It can seem like such an insurmountable burden to develop business systems, operational policies and procedures -- including finalizing them in writing, which is an essential step -- but the thing is, you don't need to do this for every single aspect of your business. Here are some quick tips about how to tackle a little system-building without feeling overwhelmed.
- Start with your overall personal goals and get clear on how much time you want to spend on the business. The less hours you want to work, the more efficient you'll have to be, right? Exactly.
- Next, look at what aspects of the business are taking you the most time -- especially things that really seem they shouldn't take so much time. Focus on these.
- Set a goal of how many systems you're going to develop. My advice? Start with one or two. The point is mostly to stop ignoring this task altogether. Start small!
- Starting with the most time-consuming/inefficient/vexing area, focus on figuring out where things get complicated, duplicated, where errors tend to crop up, or in general things go wack. Talk with others (if any) in your biz to flush out where the problems lurk -- make it a long business lunch at a swell restaurant where you can spread out for a few hours. Have wine with lunch! In other words, this doesn't need to be a dour business meeting. (Bear in mind your partner/spouse might also have insight, so if business conversations are kosher between you two (with some couples, business talk can be bad news), ask her/him for any ideas on improving your process(es).)
- Come up with some simple procedures (checklists are great) to avoid the problems you identified. For example, if you're constantly having to call clients on the phone to get information that should have been collected in the first place, develop a 7-point checklist for what information to collect from a new customer, and what information to provide to them. Or if you're fielding endless questions from your office assistant about bookkeeping issues, write out a step-by-step description of how certain types of expenses should be entered into your bookkeeping software.
The point here is to focus on the things that take the most time and/or tend to be "problem" areas of your business.
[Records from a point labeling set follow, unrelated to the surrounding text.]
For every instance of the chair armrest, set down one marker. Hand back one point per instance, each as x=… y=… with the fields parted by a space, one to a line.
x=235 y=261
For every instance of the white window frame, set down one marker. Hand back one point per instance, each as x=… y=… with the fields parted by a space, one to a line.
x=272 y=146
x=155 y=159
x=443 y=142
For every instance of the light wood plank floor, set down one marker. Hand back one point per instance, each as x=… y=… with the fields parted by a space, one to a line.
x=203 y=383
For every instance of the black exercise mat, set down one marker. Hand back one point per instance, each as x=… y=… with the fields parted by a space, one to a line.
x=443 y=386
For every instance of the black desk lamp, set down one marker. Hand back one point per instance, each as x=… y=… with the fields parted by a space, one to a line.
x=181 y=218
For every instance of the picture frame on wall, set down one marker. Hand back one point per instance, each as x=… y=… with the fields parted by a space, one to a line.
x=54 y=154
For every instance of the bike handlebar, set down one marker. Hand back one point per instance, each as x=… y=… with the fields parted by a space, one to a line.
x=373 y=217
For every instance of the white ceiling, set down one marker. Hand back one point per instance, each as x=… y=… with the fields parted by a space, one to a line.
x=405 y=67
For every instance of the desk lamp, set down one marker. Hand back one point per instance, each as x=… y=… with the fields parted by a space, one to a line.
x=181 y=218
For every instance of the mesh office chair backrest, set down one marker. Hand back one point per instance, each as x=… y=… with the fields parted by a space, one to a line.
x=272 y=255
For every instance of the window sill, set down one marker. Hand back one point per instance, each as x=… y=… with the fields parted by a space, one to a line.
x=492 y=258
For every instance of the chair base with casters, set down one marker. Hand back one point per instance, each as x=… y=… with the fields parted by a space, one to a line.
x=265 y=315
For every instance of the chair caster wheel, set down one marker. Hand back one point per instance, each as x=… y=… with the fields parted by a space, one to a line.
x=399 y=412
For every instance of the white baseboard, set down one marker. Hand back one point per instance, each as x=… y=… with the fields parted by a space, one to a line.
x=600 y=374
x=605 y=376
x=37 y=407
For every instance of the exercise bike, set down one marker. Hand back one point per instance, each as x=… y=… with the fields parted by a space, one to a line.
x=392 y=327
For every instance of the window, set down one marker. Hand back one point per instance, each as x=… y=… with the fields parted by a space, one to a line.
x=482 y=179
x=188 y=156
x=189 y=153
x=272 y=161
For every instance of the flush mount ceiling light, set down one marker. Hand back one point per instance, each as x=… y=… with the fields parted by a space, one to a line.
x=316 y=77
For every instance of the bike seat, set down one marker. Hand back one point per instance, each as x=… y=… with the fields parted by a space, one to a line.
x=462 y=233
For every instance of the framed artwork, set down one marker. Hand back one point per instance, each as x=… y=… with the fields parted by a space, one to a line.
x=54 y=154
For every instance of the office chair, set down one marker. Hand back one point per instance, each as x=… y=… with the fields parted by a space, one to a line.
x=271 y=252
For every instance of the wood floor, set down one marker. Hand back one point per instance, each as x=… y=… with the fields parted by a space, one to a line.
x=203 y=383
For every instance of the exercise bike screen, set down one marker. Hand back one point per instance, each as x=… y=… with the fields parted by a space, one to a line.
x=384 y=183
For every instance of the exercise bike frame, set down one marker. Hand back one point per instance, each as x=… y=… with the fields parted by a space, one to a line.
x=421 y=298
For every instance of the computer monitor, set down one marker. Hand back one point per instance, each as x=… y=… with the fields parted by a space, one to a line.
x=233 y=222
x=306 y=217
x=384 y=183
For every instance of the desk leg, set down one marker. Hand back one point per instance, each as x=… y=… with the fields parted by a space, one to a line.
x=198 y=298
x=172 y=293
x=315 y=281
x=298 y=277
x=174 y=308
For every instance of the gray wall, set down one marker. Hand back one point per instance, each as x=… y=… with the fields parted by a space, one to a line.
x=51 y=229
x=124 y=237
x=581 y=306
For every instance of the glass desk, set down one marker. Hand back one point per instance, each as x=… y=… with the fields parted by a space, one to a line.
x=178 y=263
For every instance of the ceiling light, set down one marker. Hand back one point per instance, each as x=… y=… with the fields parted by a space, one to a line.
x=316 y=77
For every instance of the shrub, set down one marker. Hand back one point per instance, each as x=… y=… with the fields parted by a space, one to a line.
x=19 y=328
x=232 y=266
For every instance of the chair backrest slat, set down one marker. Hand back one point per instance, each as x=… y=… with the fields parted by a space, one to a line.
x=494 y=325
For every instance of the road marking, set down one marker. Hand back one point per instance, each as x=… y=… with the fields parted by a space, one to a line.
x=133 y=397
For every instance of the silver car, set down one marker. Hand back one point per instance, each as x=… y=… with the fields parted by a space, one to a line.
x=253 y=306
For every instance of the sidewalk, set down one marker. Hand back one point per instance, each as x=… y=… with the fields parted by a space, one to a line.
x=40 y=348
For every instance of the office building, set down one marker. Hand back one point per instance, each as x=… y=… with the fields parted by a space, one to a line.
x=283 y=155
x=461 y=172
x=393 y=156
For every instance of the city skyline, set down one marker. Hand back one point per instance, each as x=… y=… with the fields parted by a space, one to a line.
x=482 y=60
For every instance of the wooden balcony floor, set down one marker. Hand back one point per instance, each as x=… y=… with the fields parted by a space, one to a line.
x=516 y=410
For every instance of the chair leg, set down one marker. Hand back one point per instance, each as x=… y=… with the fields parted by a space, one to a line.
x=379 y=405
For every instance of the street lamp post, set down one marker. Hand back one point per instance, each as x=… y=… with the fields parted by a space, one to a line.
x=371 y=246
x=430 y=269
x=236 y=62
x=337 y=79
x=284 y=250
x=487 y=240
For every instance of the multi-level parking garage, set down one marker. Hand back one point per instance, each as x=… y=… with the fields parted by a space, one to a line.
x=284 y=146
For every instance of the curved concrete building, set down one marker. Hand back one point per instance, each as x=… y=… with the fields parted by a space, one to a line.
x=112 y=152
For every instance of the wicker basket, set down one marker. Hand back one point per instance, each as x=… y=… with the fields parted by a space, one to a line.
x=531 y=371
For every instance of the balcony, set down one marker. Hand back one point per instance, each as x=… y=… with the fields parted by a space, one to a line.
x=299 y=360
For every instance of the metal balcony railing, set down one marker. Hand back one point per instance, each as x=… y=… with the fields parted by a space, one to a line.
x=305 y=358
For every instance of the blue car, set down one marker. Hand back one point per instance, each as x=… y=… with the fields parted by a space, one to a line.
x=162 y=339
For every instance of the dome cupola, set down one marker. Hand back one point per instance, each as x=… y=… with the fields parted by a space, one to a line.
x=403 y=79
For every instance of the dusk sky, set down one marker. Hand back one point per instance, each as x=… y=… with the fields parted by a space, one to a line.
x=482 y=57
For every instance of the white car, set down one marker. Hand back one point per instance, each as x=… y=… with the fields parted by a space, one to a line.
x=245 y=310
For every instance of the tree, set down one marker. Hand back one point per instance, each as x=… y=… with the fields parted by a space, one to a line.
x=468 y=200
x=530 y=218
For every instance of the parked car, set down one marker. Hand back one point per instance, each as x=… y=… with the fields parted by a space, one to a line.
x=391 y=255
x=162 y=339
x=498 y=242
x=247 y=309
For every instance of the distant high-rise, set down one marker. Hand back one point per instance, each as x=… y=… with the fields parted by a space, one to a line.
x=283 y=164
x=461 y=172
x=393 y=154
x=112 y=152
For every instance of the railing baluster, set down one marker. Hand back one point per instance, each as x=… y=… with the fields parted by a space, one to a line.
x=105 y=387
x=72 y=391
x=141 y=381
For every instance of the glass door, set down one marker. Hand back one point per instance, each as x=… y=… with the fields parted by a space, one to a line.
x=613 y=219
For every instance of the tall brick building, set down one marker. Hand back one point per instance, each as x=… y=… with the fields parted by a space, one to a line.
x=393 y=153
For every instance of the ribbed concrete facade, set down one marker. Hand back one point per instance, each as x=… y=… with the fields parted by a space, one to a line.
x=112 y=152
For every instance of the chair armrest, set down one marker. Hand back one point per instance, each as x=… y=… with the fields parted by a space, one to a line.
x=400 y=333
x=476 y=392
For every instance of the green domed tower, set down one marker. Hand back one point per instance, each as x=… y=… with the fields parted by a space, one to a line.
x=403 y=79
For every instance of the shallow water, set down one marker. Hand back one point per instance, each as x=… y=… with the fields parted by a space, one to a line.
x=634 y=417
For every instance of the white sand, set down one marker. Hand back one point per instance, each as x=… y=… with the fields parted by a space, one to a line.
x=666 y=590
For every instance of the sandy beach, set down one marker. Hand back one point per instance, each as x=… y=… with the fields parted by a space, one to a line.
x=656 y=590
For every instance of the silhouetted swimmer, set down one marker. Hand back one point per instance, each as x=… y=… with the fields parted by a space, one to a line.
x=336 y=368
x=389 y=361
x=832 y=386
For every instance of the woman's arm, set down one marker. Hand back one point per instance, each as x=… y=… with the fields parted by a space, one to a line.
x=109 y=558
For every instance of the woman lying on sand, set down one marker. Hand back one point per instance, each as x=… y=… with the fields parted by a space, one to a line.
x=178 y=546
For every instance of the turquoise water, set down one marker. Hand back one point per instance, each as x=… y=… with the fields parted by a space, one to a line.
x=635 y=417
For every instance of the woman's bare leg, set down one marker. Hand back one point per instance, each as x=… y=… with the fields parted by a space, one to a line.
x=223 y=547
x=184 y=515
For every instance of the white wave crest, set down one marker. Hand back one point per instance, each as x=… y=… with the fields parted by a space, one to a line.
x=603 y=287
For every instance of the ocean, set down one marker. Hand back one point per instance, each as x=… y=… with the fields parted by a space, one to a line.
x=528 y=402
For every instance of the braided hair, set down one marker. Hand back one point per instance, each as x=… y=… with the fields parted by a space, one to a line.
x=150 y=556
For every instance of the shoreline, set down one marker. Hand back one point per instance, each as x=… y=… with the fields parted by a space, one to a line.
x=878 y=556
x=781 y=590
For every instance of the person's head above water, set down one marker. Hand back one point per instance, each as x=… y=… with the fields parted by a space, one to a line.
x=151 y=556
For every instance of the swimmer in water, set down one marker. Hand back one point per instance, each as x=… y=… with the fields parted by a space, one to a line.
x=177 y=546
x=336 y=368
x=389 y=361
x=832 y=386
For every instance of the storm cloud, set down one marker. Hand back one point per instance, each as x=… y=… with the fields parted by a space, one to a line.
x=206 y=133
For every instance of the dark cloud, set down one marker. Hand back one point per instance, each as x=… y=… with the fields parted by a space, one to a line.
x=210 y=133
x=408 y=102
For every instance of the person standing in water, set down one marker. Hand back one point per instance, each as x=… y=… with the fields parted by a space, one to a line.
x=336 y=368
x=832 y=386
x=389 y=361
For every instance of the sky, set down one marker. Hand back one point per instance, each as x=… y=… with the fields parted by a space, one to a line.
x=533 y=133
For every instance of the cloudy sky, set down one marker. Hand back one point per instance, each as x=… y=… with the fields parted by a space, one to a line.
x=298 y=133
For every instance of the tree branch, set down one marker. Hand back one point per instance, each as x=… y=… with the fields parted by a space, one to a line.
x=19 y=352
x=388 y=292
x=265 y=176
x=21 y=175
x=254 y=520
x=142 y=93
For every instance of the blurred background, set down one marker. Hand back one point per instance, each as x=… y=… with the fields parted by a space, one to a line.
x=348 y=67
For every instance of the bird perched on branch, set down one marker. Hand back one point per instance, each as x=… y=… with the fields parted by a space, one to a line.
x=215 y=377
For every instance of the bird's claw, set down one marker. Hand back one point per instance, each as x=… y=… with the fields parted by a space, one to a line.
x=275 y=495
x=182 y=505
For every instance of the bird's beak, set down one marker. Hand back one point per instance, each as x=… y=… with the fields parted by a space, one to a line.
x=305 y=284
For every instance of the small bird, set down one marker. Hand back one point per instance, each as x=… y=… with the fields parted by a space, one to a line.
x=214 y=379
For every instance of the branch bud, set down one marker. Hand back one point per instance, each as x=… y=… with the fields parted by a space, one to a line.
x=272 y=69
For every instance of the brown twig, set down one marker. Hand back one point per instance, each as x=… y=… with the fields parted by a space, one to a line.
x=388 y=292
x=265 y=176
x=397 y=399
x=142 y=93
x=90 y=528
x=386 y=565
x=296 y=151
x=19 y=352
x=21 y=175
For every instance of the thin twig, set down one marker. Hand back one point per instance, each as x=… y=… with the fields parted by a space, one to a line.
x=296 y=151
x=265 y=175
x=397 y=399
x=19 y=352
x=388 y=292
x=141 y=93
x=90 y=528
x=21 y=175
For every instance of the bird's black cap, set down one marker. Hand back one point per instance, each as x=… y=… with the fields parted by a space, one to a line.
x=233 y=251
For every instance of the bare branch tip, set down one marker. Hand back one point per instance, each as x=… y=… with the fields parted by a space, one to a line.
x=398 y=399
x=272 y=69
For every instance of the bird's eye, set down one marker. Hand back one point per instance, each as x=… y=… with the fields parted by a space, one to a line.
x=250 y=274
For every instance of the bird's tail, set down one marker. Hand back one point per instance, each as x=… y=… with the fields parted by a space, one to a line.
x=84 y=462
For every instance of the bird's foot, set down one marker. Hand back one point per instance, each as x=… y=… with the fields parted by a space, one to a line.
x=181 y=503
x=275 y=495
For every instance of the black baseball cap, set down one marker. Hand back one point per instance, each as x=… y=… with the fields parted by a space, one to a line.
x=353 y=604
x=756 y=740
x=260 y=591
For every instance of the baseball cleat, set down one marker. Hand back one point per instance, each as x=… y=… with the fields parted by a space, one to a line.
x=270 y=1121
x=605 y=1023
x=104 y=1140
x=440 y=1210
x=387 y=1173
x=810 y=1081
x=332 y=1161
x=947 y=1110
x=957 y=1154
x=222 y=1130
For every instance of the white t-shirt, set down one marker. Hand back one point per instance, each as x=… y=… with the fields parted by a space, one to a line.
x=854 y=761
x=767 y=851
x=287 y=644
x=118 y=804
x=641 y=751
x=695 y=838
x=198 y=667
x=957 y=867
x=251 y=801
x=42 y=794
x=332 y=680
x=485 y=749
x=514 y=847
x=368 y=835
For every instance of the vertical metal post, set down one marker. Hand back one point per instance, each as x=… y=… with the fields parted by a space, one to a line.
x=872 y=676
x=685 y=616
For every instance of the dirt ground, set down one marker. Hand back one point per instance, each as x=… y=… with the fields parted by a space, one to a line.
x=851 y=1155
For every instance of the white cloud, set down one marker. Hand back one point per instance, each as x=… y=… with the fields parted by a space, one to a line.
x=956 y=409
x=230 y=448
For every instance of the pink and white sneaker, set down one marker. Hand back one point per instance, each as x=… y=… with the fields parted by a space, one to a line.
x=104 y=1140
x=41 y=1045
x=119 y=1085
You don't need an encyclopedic operations manual -- not at all! Just a few simple checklists and step-by-step procedures, kept in a slim binder with enough copies for key staff and managers, can make a major difference in how efficiently your business runs. Depending on lots of different factors you might decide to give copies to all staff, or just let the department manager decide how to train staff on the procedures. But Step 1 is coming up with the procedure in the first place.
And don't feel bad if you have your head in the sand about tackling these sorts of system/organizational issues. Tons of small business owners blow this stuff off for years. (But these are the owners who tend to be the ones still working too much, many years into business.) Hopefully by following the advice above and focusing just on one or two areas, the whole concept of "systems" will no longer freak you out. And believe me, once you get a system or two implemented, you'll start feeling all tingly and freer almost immediately.
Quick note: I'm not talking about an employee handbook here, which would include important information and policies about sick leave, vacation, employee reviews, grievance procedures, etc. And with an employee manual, all staff should get a copy, not just key managers. Nolo has great resources on employee handbooks; go to www.nolo.com and search for "employee handbook".